C’est à nouveau sous la pluie, plus fine cette fois, que nous atterrissons à Ljubljana, ou plutôt à Brnik, l’aéroport se trouvant à une vingtaine de kilomètres de la capitale. Nous prenons le bus local 28 (beaucoup moins cher que les navettes) qui prend peut-être un peu plus de temps mais qui nous fait traverser la campagne slovène. La vue de ces champs à perte de vue, parsemés de petites maisons de campagne avec au loin des collines boisées me rappelle vaguement la Biélorussie. Arrivés à la gare, nous nous dirigeons tranquillement vers notre AirBnb. Nous parcourons pour la première fois le centre entièrement piéton de Ljubljana et tombons directement sous le charme. C’est agréablement calme, très joli et extrêmement romantique.

Ljubljana

La vue de notre chambre sur la Ljubljanica et le château

Après avoir posé nos valises et dégusté une bonne pizza, nous décidons de nous remettre de notre courte nuit au parc aquatique Atlantis, situé à BTC City, l’une des plus grandes zones commerciales d’Europe. Nous choisissons de prendre le billet combiné, nous donnant accès au parc aquatique, aux thermes et aux saunas. Le parc en lui-même étant assez petit, nous nous dirigeons rapidement vers les saunas et là : surprise ! En Slovénie, le sauna et les hammams se pratiquent entièrement nus et nous l’avons appris sur le tas. Heureusement, nous avons quand même le droit de garder notre serviette dans les saunas. Trop pudiques au départ, nous délaissons les hammams jusqu’à ce que nous réalisons que les gens nous prêteraient moins d’attention si nous nous mettons aussi dans le bain, littéralement. Au bout d’une heure, nous nous précipitons donc dans les hammams (en nous assurant toutefois qu’ils soient quasi vides…) pour profiter des bienfaits de la vapeur. Et nous terminons notre journée de relaxation par une baignade en tenue d’Eve et d’Adam dans la piscine extérieure (vers la fin de la soirée, quand plus personne ne se trouvait aux alentours…). Revigorés par cette après-midi de relaxation, nous rentrons à pied vers le centre et terminons notre première journée à Ljubljana par… un plat mexicain ! Ça peut paraître étrange, mais la Cantina Mexicana est l’un des meilleurs restaurants de la ville, avec un rapport qualité-prix imbattable. Je le conseille d’ailleurs vivement car vous en avez pour votre argent !
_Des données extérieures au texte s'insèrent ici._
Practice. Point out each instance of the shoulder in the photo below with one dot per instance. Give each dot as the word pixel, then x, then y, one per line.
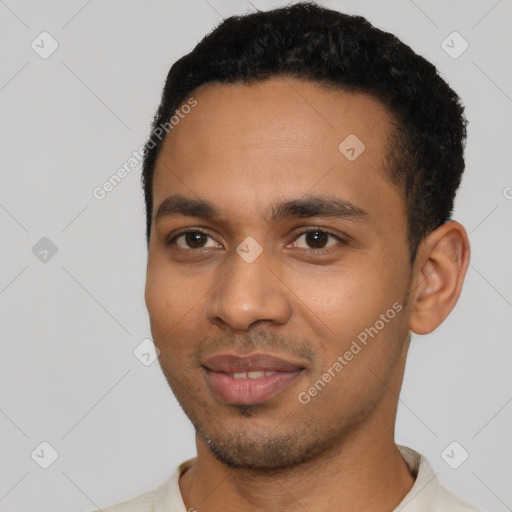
pixel 165 497
pixel 427 494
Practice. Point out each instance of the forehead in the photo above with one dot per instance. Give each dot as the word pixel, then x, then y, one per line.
pixel 280 138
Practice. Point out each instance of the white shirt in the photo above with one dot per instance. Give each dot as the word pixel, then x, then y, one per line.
pixel 426 495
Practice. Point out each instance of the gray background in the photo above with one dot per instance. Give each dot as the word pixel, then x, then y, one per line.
pixel 69 326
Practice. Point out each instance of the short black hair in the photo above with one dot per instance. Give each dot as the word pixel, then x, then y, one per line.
pixel 425 156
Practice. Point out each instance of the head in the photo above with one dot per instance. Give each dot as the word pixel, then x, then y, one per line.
pixel 297 118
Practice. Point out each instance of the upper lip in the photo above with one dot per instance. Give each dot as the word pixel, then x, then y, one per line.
pixel 231 363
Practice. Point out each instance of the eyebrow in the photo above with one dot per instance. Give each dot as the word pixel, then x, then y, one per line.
pixel 308 206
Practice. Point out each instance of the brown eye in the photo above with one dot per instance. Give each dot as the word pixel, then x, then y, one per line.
pixel 317 239
pixel 192 239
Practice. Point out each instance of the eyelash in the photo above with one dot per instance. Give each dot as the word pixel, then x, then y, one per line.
pixel 305 231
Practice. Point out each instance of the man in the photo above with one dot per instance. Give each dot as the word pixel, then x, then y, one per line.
pixel 299 183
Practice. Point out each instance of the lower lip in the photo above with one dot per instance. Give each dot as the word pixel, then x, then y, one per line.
pixel 249 391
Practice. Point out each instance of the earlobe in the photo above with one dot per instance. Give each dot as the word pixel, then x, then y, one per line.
pixel 442 262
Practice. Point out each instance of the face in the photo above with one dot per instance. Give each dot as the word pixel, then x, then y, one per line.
pixel 278 270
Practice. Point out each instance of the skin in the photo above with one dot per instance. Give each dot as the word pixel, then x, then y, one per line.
pixel 243 148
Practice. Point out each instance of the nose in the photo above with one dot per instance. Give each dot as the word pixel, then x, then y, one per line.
pixel 249 293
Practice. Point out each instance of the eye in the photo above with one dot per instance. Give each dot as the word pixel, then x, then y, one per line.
pixel 193 239
pixel 317 239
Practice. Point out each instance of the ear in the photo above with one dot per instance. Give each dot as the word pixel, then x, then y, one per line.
pixel 439 270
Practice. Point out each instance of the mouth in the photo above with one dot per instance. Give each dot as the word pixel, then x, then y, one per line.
pixel 249 380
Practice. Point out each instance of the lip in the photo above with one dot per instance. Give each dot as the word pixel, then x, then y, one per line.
pixel 219 372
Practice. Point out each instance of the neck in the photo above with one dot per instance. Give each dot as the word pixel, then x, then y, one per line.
pixel 364 472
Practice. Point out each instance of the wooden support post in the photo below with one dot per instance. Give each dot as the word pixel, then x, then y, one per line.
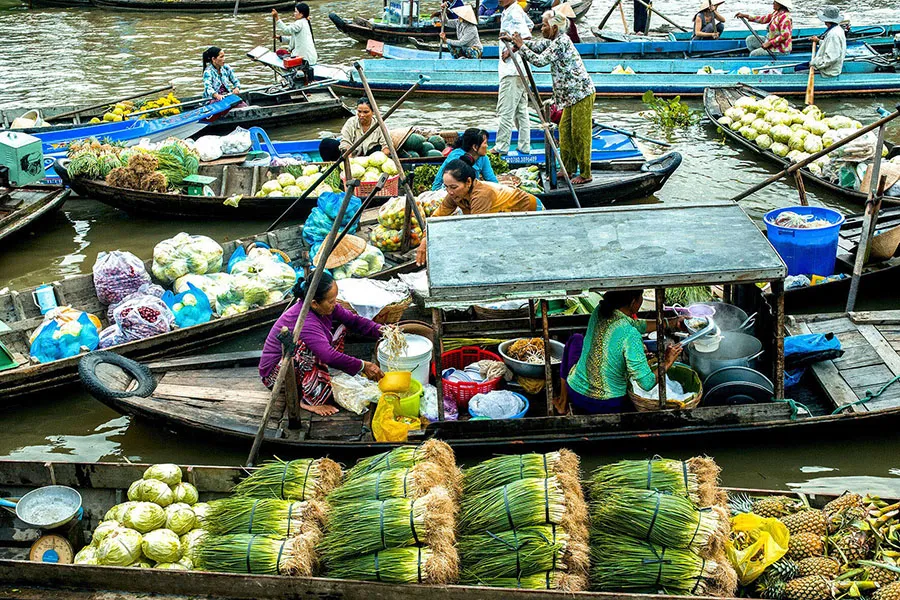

Le lendemain, c’est sous un ciel nuageux mais au sec que nous commençons la visite à proprement parler de Ljubljana. Direction la colline surplombant la ville pour atteindre le château. La montée est ardue mais le panorama au sommet en vaut la peine. Au-delà de la charmante ville historique se dégagent des collines boisées, certaines encore coiffées d’un léger voile de neige. D’ailleurs, celle-ci devrait faire son apparition cette nuit. Nous passons la journée à photographier les nombreux ponts enjambant la Ljubljanica et à nous balader le long de la rivière. La ville n’est pas tellement touristique et ne possède pas énormément de choses à voir mais le cadre est si pittoresque que nous ne nous lassons pas de notre promenade. Après un hamburger typique, nous passons une excellente nuit dans la chambre ultra-confortable avec vue sur le château de notre AirBnb (je partage le lien car j’ai vraiment eu le coup de cœur pour ce logement).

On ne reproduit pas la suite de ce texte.